« Je suis anxieux. » « C'est un dépressif. » « Elle est borderline. » Les mots du diagnostic sont entrés dans notre quotidien. Mais que disent-ils vraiment de nous, et que risquent-ils de figer ?
Le diagnostic, un outil né d'un besoin réel
Posons-le d'emblée : le diagnostic a une utilité. En médecine, en psychiatrie, il permet de nommer, de classer, de communiquer entre professionnels, d'orienter vers un traitement. Pour certaines personnes, mettre un mot sur ce qu'elles vivent est un soulagement immense. Enfin, ce n'est pas « dans leur tête », enfin ça a un nom, enfin elles ne sont pas seules à le vivre.
Reconnaître cela est important. Critiquer l'usage excessif du diagnostic ne veut pas dire nier sa valeur quand il est posé à bon escient.
Quand le mot prend toute la place
Le problème commence quand l'étiquette se met à parler à notre place. Quand « j'ai traversé une dépression » devient « je suis un dépressif ». Quand un état, par nature passager, se transforme en identité fixe.
Un diagnostic décrit une expérience à un moment donné. Il ne dit pas qui vous êtes. Pourtant, le glissement est rapide : on finit par se voir à travers le mot, par expliquer chacune de ses réactions par le diagnostic, par s'y enfermer.
Un diagnostic est une photographie, pas un portrait définitif. Il décrit un instant, pas une personne tout entière.
Le risque de réduire une personne à un symptôme
Dans une approche purement diagnostique, on peut vite perdre de vue l'essentiel : derrière chaque symptôme, il y a une histoire, un contexte, un sens.
Une angoisse n'est pas seulement un « trouble anxieux » à traiter. Elle est souvent la réponse logique d'une personne à ce qu'elle a vécu. Une tristesse profonde n'est pas qu'un « épisode dépressif ». Elle peut dire un deuil, un épuisement, une vie qui ne nous ressemble plus.
La question n'est pas seulement « De quoi souffrez-vous ? », mais aussi « Qu'avez-vous traversé pour en arriver là ? ». Le symptôme a presque toujours une logique, quand on prend le temps de l'écouter.

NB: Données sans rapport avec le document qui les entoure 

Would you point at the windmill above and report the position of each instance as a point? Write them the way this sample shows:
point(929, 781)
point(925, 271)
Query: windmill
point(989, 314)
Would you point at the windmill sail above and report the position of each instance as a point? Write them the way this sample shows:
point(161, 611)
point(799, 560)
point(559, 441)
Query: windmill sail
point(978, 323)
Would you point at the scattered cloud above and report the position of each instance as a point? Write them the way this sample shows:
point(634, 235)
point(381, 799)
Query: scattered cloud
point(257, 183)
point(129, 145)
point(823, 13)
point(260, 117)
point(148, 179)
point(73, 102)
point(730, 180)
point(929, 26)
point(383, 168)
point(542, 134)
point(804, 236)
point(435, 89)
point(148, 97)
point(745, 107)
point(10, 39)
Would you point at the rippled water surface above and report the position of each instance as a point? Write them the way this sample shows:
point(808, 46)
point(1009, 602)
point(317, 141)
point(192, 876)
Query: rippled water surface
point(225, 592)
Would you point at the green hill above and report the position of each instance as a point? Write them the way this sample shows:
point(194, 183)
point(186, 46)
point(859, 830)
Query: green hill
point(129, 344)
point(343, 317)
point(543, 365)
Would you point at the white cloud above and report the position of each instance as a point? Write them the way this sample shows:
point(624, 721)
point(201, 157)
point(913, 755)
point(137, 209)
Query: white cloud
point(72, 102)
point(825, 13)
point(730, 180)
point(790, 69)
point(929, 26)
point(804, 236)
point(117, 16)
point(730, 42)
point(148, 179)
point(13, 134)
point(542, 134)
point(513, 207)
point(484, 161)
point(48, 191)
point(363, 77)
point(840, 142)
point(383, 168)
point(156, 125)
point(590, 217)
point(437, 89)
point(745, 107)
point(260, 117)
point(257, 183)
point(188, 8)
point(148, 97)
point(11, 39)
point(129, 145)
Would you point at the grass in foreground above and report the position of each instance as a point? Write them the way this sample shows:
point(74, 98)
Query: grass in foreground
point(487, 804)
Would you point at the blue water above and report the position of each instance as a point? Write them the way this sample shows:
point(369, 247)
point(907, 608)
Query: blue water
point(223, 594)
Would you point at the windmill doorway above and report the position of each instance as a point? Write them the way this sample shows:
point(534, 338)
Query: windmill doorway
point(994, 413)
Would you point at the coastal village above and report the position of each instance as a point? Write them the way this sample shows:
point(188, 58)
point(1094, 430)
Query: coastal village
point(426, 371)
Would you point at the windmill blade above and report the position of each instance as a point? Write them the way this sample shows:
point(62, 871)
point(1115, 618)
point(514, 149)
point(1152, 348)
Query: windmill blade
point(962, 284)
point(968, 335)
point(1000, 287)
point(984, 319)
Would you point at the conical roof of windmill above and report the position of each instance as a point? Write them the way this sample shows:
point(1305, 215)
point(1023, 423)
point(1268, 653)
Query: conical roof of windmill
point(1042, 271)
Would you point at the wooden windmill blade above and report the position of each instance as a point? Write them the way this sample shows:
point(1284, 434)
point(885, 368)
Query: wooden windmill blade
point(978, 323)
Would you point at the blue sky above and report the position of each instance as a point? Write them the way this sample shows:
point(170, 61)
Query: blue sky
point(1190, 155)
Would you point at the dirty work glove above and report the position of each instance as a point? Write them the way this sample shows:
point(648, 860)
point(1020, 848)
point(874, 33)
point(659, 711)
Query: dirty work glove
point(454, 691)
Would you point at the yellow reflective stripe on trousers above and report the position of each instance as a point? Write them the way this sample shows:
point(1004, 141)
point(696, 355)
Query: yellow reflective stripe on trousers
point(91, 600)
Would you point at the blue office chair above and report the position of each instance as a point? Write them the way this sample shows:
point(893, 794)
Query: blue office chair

L'approche centrée sur la personne, pas sur l'étiquette
Dans ma pratique, je ne pose pas de diagnostic. Ce n'est pas mon rôle, et ce n'est pas la logique de l'Approche Centrée sur la Personne. Ce qui m'intéresse, ce n'est pas la case dans laquelle vous pourriez entrer, c'est vous : votre vécu, votre manière unique de ressentir, ce qui fait sens dans votre histoire.
Cela ne veut pas dire ignorer la souffrance ou faire comme si de rien n'était. Cela veut dire ne pas vous réduire à elle. Vous êtes infiniment plus large que ce qui vous fait mal aujourd'hui.
Garder le meilleur des deux mondes
Faut-il jeter le diagnostic ? Non. Il a sa place, notamment quand un suivi médical est nécessaire, et certains professionnels, comme les psychiatres, sont là pour cela. Si votre situation le demande, je n'hésiterai jamais à vous orienter vers eux.
Mais à côté de cela, il existe un espace où l'on peut être accueilli sans étiquette. Un espace où ce qui compte n'est pas le nom de ce que vous vivez, mais ce que cela représente pour vous, et ce que vous voulez en faire.
Vous n'êtes pas un diagnostic
Si vous portez aujourd'hui une étiquette qui vous pèse, ou si vous craignez d'en recevoir une, souvenez-vous de ceci : aucun mot, aussi juste soit-il, ne contient l'entièreté de qui vous êtes. Vous êtes une personne, avec une histoire, des ressources, et une capacité à évoluer qu'aucune case ne pourra jamais enfermer. En revanche, avoir une grille de lecture qui permet de mieux se comprendre accroit l’estime de soi et c’est fondamental pour faire face à la vie et à ses diverses expériences.